À ce stade, l'administration refuse toujours d'accéder à la requête des propriétaires visant à obtenir une indemnisation via le fonds Barnier pour deux motifs. D'abord, parce que l'érosion dunaire n'entre pas dans le champ d'application de l'article L. 561-1 du code de l'environnement, qui définit le champ d'intervention du fonds Barnier. Ensuite, parce que l'une des conditions d'éligibilité au fonds, « la menace grave à la vie humaine » ne serait pas remplie en l'espèce.
M. Benoît Huré . - Ah bon ?
Mme Nelly Tocqueville , rapporteure . - Oui, les occupants ont été évacués...
Cette position est d'autant plus étonnante que l'arrêté d'interdiction d'habitation de 2014 mentionne un péril grave et imminent pour la sécurité des personnes et des biens, considérant la probable survenue de perturbations météorologiques exceptionnelles de nature à accentuer l'érosion dunaire devant le Signal et à entraîner une submersion marine.

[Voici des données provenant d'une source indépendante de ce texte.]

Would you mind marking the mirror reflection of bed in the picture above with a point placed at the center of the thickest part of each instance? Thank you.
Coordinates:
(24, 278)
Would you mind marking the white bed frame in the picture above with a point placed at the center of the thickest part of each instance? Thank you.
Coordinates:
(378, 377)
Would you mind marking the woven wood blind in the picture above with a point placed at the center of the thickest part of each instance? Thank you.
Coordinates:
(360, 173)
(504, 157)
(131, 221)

Selon l'Observatoire de la côte d'Aquitaine, le trait de côte recule de 2,5 mètres en Gironde chaque année et de 1,7 mètre dans les Landes. Des perturbations météorologiques exceptionnelles pourraient encore amplifier ce phénomène d'érosion dunaire dans des proportions importantes !
Dans le cas du Signal, néanmoins, le recul du trait de côte est de 5 à 7 mètres par an en moyenne, accentué notamment par la présence d'une digue à proximité, qui protège le quartier de l'Amélie à Soulac-sur-Mer et qui a tendance à accélérer les courants et à empêcher le sable de se déposer.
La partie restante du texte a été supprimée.